Use the same volume with more than one child if they fall within the grade level range. If teaching more than one child when they need to be in different levels, you might choose the same time period even if its out of sequence. Topics DO vary from level to level in volumes covering the same time period so, for instance, students working in Levels One and Two of the Middle Ages would not be studying the same things at the same time. However, over the course of the year there will be significant overlap and students might benefit from some shared read-aloud books.
History, geography, and writing receive primary attention in this program. Although writing instruction might be provided with another resource, students might do the bulk of their writing activities in response to assignments from History Odyssey. Since children are likely to read a large number of books for History Odyssey, they might also receive credit towards reading or literature. Typically, for Levels Two and Three volumes, students earn one credit each in history and language arts, and at least a partial credit in geography.
Level One will require more parent/teacher preparation and presentation time than the other levels. All levels will require procurement of the required books and resources in advance. Parents will need to oversee and evaluate student work for all levels, a responsibility that will take some time since the activities are open-ended rather than test that are easily graded.

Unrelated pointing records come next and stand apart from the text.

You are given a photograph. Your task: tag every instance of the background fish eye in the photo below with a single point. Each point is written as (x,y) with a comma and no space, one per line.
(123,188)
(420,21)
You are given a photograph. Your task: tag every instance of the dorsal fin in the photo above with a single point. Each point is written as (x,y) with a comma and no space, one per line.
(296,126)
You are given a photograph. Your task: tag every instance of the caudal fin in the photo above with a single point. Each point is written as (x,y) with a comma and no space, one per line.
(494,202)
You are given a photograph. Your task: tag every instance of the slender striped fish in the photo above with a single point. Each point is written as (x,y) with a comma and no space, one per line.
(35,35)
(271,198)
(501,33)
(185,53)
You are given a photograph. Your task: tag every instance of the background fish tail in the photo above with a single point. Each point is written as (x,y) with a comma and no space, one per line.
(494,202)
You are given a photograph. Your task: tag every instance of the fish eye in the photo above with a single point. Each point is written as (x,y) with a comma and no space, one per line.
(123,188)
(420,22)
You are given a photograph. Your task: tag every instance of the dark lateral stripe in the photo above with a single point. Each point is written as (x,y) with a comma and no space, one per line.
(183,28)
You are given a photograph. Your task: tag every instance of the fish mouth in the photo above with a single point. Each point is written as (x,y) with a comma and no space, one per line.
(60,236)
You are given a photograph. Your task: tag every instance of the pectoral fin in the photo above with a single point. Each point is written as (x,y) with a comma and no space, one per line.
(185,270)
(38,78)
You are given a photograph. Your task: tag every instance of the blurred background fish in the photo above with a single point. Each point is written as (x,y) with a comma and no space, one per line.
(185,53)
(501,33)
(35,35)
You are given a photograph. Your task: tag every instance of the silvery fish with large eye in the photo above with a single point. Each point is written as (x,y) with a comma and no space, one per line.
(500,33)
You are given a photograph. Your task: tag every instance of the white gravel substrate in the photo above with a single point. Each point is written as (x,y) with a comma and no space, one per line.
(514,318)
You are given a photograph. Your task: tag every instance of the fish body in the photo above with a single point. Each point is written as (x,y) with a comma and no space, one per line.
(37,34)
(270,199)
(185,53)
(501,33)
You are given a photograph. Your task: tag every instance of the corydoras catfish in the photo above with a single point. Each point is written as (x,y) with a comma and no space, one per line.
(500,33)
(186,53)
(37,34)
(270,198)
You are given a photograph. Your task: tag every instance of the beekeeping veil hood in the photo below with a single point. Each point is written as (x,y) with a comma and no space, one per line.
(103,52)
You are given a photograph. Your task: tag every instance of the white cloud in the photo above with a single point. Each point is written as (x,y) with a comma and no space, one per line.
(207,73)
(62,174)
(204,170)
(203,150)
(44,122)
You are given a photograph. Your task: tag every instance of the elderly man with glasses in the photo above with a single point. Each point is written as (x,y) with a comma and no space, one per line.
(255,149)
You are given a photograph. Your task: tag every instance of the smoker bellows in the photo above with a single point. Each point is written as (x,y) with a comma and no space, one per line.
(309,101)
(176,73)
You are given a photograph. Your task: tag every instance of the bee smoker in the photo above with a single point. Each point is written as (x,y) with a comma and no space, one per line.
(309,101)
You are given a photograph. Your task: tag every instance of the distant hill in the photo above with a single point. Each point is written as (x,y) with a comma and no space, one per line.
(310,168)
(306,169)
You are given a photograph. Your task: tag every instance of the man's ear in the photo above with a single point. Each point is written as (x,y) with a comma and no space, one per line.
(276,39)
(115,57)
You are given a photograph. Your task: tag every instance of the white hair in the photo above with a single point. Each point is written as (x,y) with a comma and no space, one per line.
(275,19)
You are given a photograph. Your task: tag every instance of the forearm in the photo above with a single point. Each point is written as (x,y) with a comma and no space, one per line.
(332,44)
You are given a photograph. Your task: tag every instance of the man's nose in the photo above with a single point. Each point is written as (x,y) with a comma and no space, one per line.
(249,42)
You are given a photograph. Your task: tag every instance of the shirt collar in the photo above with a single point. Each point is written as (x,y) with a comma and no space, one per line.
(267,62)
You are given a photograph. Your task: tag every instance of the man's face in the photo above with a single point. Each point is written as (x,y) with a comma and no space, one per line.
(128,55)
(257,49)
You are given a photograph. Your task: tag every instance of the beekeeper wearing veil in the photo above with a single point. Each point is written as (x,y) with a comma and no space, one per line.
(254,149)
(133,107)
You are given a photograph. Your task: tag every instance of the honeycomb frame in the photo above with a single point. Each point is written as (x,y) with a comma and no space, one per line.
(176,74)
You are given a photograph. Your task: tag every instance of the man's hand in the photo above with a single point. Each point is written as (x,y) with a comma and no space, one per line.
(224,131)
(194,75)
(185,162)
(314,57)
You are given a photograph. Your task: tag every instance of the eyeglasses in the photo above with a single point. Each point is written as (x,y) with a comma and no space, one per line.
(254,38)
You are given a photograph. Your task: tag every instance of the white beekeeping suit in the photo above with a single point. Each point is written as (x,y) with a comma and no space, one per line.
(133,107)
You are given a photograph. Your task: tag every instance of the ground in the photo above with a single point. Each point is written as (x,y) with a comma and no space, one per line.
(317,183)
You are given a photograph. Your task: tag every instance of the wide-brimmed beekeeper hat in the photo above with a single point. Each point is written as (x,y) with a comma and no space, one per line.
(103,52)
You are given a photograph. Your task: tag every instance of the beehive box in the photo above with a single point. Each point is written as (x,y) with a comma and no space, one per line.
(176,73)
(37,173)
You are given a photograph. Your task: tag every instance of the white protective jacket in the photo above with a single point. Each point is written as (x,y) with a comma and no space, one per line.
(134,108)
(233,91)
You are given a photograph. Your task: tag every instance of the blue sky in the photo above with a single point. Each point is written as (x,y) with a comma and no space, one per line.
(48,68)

History Odyssey seems to have struck a good balance combining the classical approach with complementary activities appropriate for the different age levels in such a way that parents should be able to manage reasonably as long as they are not working at three different levels simultaneously. In my opinion, this program should actually work best for families that can work within one level at a time. Families that need to span more than one level might look for one or more families with whom they might partner to make it more manageable.